Les corresponde, sobre las bases aquí argumentadas, dar una respuesta digna, hoy y tres siglos después, a la voluntad catalana.

Muy cordialmente,

 

Andreu Marfull-Pujadas
Barcelona, a 2014.X.01

[1] Nota: en el caso de los presidentes de república se ha sustituido el término “Títulos” por “Responsabilidad”.

[2] El Artículo 2 de la Constitución Española establece: La Constitución se fundamenta en la indisoluble unidad de la Nación española, patria común e indivisible de todos los españoles, y reconoce y garantiza el derecho a la autonomía de las nacionalidades y regiones que la integran y la solidaridad entre todas ellas.

[3] Nota: texto extraído del opúsculo político titulado “The deplorable history of catalans”, publicado en Londres en 1714, y editado en versión inglesa y catalana en el libro El cas dels catalans, (2012, primera edición en 1992), por Curial Edicions Catalanes, en Barcelona.
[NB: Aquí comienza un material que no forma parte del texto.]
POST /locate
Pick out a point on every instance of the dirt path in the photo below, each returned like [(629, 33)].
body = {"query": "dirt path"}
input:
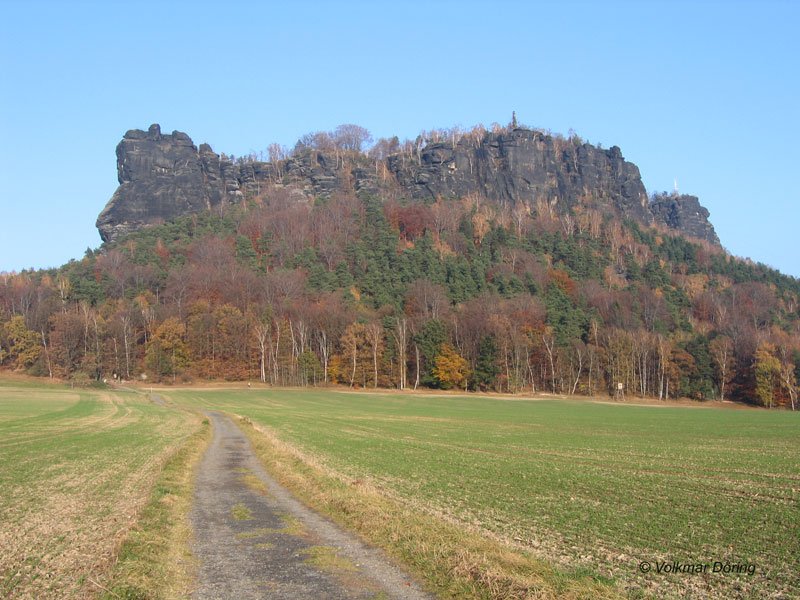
[(254, 540)]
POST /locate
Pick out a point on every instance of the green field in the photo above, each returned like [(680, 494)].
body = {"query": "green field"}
[(76, 467), (595, 487)]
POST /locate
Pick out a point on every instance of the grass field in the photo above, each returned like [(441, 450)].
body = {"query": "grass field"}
[(76, 467), (596, 487)]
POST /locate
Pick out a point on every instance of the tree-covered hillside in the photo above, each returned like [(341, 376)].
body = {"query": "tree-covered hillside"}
[(456, 293)]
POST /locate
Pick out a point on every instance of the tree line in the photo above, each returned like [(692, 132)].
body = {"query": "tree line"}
[(456, 294)]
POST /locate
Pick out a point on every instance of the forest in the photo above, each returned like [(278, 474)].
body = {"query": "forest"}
[(365, 292)]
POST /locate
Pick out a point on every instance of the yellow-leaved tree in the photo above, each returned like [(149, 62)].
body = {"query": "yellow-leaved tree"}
[(450, 368)]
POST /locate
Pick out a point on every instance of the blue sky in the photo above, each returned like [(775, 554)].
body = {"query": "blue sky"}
[(705, 92)]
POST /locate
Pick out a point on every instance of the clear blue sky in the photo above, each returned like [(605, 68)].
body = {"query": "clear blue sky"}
[(705, 92)]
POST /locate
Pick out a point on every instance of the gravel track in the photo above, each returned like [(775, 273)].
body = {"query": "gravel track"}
[(253, 539)]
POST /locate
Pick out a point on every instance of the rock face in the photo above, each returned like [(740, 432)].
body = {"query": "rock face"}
[(685, 214), (524, 165), (163, 176)]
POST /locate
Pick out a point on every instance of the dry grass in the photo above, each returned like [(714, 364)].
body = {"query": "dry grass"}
[(155, 560), (74, 477), (76, 470), (453, 561)]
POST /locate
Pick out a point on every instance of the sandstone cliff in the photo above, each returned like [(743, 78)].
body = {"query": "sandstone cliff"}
[(163, 176)]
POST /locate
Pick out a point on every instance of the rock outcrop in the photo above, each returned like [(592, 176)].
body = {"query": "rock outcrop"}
[(685, 214), (163, 176)]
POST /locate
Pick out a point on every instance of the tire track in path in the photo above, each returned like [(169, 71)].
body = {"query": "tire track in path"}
[(253, 539)]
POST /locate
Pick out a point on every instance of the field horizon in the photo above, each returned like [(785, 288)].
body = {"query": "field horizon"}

Pg. 189-193.

[4] Íd. Pg. 193-195.

[5] Nota: la equiparación del Tribunal de Contrafaccions con el primer Tribunal Constitucional de Europa es una apreciación de Josep Cruanyes citada en el libro Causa catalana, apuntes y comas, (MARFULL, 2013, Ed. Omicron).

[6] Nota: la Carta de las Naciones Unidas firmada en San Francisco, Estados Unidos, el 26 de junio de 1945, en su artículo 1 indica: Los Propósitos de las Naciones Unidas son: 1. Mantener la paz y la seguridad internacionales, y con tal fin: tomar medidas colectivas eficaces para prevenir y eliminar amenazas a la paz, y para suprimir actos de agresión u otros quebrantamientos de la paz; y lograr por medios pacíficos, y de conformidad con los principios de la justicia y del derecho internacional, el ajuste o arreglo de controversias o situaciones internacionales susceptibles de conducir a quebrantamientos de la paz; 2. Fomentar entre las naciones relaciones de amistad basadas en el respeto al principio de la igualdad de derechos y al de la libre determinación de los pueblos, y tomar otros medidas adecuadas para fortalecer la paz universal; 3. Realizar la cooperación internacional en la solución de problemas internacionales de carácter económico, social, cultural o humanitario, y en el desarrollo y estímulo del respeto a los derechos humanos y a las libertades fundamentales de todos, sin hacer distinción por motivos de raza, sexo, idioma o religión; y 4. Servir de centro que armonice los esfuerzos de las naciones por alcanzar estos propósitos comunes.

[7] Nota: la alegación presentada en San Francisco, con motivo de la constitución de las Naciones Unidas, fue presentada por el “Catalan National Council” (Consell Nacional de Catalunya), creado en 1940 en Londres supliendo las tareas de la Generalitat de Catalunya en Francia, ocupada por los nazis. El “Catalan National Council” se presentó en nombre de Catalunya pero se especificó que formaba parte de lo que ellos llamaron la ‘Gran Catalunya’, que englobaba también Valencia, las Islas Baleares y la Catalunya Nord (ahora en Francia), unidos por la lengua, y por la historia. El documento estuvo autorizado por las entidades formadas por exiliados catalanes de Argentina, Chile, Colombia, Costa Rica, Cuba, República Dominicana, Ecuador, Guatemala, México, Uruguay, Venezuela, los Estados Unidos y la Gran Bretaña.

[8] Nota: referencia explícita al libro El cas dels catalans, (2012, primera edición el 1992), por Curial Edicions Catalanes, en Barcelona, que recoge los opúsculos políticos titulados “The deplorable history of catalans” y “The Case of the Catalans consider’d” , publicados en Londres el 1714, antes de la victoria de las tropas borbónicas ante el Ejército de Catalunya en Barcelona y Cardona especialmente.